Yes---The scientific reason is simply that it works much better without water in a Wattburner than it does with water!!

If anything having water in the pan could give you some bitter flavor when the smoke hits the wet meat.

Water isn't needed because there is already too much humidity in a well insulated Wattburner.

Bear


----------



## daricksta (Sep 22, 2017)

Bearcarver said:


> Yes---The scientific reason is simply that it works much better without water in a Wattburner than it does with water!!
> 
> If anything having water in the pan could give you some bitter flavor when the smoke hits the wet meat.
> 
> ...


I agree. I would think that those who use Traegers or the relatively inexpensive offset smokers where poor insulation is an issue would need to use a water pan of some kind or mop the crap out of what they're smoking to keep it from drying out. But then when you see videos of BBQ places with meats on a rotating carousel or pros in BBQ compettions (who don't use cabinet smokers) how do they keep their meats from drying out? I know that's why some pros do a lot of mopping during competition smokes.


----------



## Bearcarver (Sep 23, 2017)

daRicksta said:


> I agree. I would think that those who use Traegers or the relatively inexpensive offset smokers where poor insulation is an issue would need to use a water pan of some kind or mop the crap out of what they're smoking to keep it from drying out. But then when you see videos of BBQ places with meats on a rotating carousel or pros in BBQ compettions (who don't use cabinet smokers) how do they keep their meats from drying out? I know that's why some pros do a lot of mopping during competition smokes.

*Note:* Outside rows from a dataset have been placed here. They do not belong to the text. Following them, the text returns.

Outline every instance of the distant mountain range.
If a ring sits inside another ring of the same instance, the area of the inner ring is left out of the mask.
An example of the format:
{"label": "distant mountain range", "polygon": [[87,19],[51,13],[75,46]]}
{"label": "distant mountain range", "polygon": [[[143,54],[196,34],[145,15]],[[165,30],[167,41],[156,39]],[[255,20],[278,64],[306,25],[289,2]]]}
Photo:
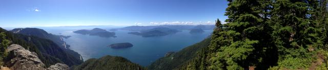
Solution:
{"label": "distant mountain range", "polygon": [[166,36],[179,31],[181,31],[168,27],[155,27],[150,29],[141,30],[140,32],[131,32],[128,33],[141,36],[143,37],[151,37]]}
{"label": "distant mountain range", "polygon": [[[12,44],[20,45],[26,49],[35,52],[47,66],[56,63],[64,63],[72,66],[83,62],[83,59],[78,53],[65,49],[64,46],[61,45],[63,44],[58,44],[59,43],[58,42],[60,41],[57,40],[60,39],[53,41],[55,40],[54,39],[56,38],[60,38],[59,36],[48,33],[42,29],[20,28],[8,31],[0,28],[0,32],[5,33],[8,37],[8,39]],[[45,37],[47,38],[44,38]],[[65,43],[64,41],[61,42],[63,43],[60,43],[60,44]]]}
{"label": "distant mountain range", "polygon": [[204,30],[201,28],[194,28],[190,30],[189,33],[201,33],[204,32]]}
{"label": "distant mountain range", "polygon": [[140,31],[156,27],[167,27],[177,30],[191,30],[194,28],[201,28],[203,30],[213,30],[215,28],[215,26],[214,25],[162,25],[154,26],[131,26],[118,29],[134,31]]}
{"label": "distant mountain range", "polygon": [[92,58],[77,66],[73,70],[144,70],[145,67],[131,62],[122,57],[105,56],[99,59]]}
{"label": "distant mountain range", "polygon": [[[104,30],[98,29],[94,30],[95,31],[93,31],[93,33],[104,32]],[[152,31],[174,33],[179,31],[167,27],[157,27],[140,32]],[[6,38],[10,40],[12,44],[21,45],[26,50],[31,52],[35,52],[36,54],[33,54],[37,55],[46,65],[46,67],[43,67],[54,68],[57,66],[60,65],[60,64],[58,64],[58,63],[63,63],[71,66],[70,69],[147,69],[147,68],[145,67],[131,62],[123,57],[118,56],[105,56],[99,59],[90,59],[83,62],[83,61],[74,57],[71,53],[68,52],[68,50],[65,50],[68,49],[66,49],[64,46],[59,46],[57,44],[65,43],[63,41],[58,41],[61,39],[58,39],[61,38],[62,39],[65,36],[48,33],[41,29],[17,28],[13,29],[11,31],[8,31],[0,28],[1,32],[5,32],[5,34],[8,36]],[[89,33],[90,32],[92,32]],[[152,63],[151,65],[148,66],[148,68],[149,69],[182,69],[188,66],[190,61],[195,57],[197,51],[208,46],[210,40],[209,39],[206,39],[199,43],[188,47],[176,53],[170,52],[170,54],[166,55],[165,57]],[[12,56],[12,55],[11,55],[12,54],[10,54],[10,55],[8,56]],[[5,60],[4,61],[9,61],[8,60]],[[27,64],[26,63],[22,63]],[[14,64],[17,64],[15,63]],[[27,65],[34,65],[28,64]],[[57,66],[52,67],[53,65]],[[13,68],[14,69],[15,69],[13,67],[10,67]]]}
{"label": "distant mountain range", "polygon": [[109,32],[105,29],[95,28],[91,30],[81,29],[73,31],[76,33],[89,34],[90,36],[98,36],[101,37],[116,37],[115,32]]}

Yup---My thoughts exactly!

Bear


----------



## jokensmoken (Sep 23, 2017)

I've learned to use about every inexpensive smoker or smoking technique out there including but not limited to: a gas grill, a kettle grill, an ECB, a WSM, a mmultitude of generic bullet type smokers, an MES, an MB 40XL propane and an older okie Joe.
In the early days, some 27 years, ago I ALWAYS used water...
As I got more and more into smoking over the years i read more and more about it...however, like you, every recipe or mfg instruction booklet I'd seen said "add water" so i was skeptical at first wben the folks actually doing it contradicted with that.
But, I started trying no water on various smokes.  Now, I do have a heat sink in all of my personal smokers but, I've come to the conclusion there is no real advantage to using water with the exception of sausage in casings or smoking salt...the moisture keeps casings soft and it helps salt retain a more smokey flavor.
As far as scientific "proof" nope, cant give it to ya...but a dozen+ years of not using water with excellent results, I personally don't need any.

Walt


----------



## Bearcarver (Sep 23, 2017)

jokensmoken said:


> I've learned to use about every inexpensive smoker or smoking technique out there including but not limited to: a gas grill, a kettle grill, an ECB, a WSM, a mmultitude of generic bullet type smokers, an MES, an MB 40XL propane and an older okie Joe.
> In the early days, some 27 years, ago I ALWAYS used water...
> As I got more and more into smoking over the years i read more and more about it...however, like you, every recipe or mfg instruction booklet I'd seen said "add water" so i was skeptical at first wben the folks actually doing it contradicted with that.
> But, I started trying no water on various smokes. Now, I do have a heat sink in all of my personal smokers but, I've come to the conclusion there is no real advantage to using water with the exception of sausage in casings or smoking salt...the moisture keeps casings soft and it helps salt retain a more smokey flavor.
> ...


That is Scientific Proof (Underlined & Bold).

Bear


----------



## dr k (Sep 23, 2017)

jokensmoken said:


> I've learned to use about every inexpensive smoker or smoking technique out there including but not limited to: a gas grill, a kettle grill, an ECB, a WSM, a mmultitude of generic bullet type smokers, an MES, an MB 40XL propane and an older okie Joe.
> In the early days, some 27 years, ago I ALWAYS used water...
> As I got more and more into smoking over the years i read more and more about it...however, like you, every recipe or mfg instruction booklet I'd seen said "add water" so i was skeptical at first wben the folks actually doing it contradicted with that.
> But, I started trying no water on various smokes.  Now, I do have a heat sink in all of my personal smokers but, I've come to the conclusion there is no real advantage to using water with the exception of sausage in casings or smoking salt...the moisture keeps casings soft and it helps salt retain a more smokey flavor.
> ...


Right!  The scientific proof is the fact that cooking meat contracts and shrinks, expressing liquids to the surface. So how can humid air from a water pan, mopping or spritzing go into meat to moisten it when liquids are being pushed out?......they can't. Selecting well marbled meats is the key for juiciness.  Fat is where It's at. It's hard to dry out a pork shoulder or brisket point but a lean brisket flat with only the outside fat cap can get dry. Wet surfaces pick up smoke but more importantly with the perpetual evaporative cooling from moisture from the surface of the meat from the water pan (thermophoresis or thermal migration of hot smoky air to the lower energy surface of the meat) is constant for over smoked meat. 
-Kurt


----------



## dr k (Sep 24, 2017)

This is the link I got my info from in my post above. You can jump down to the three cotton discs and beer can tests or read the whole thing. 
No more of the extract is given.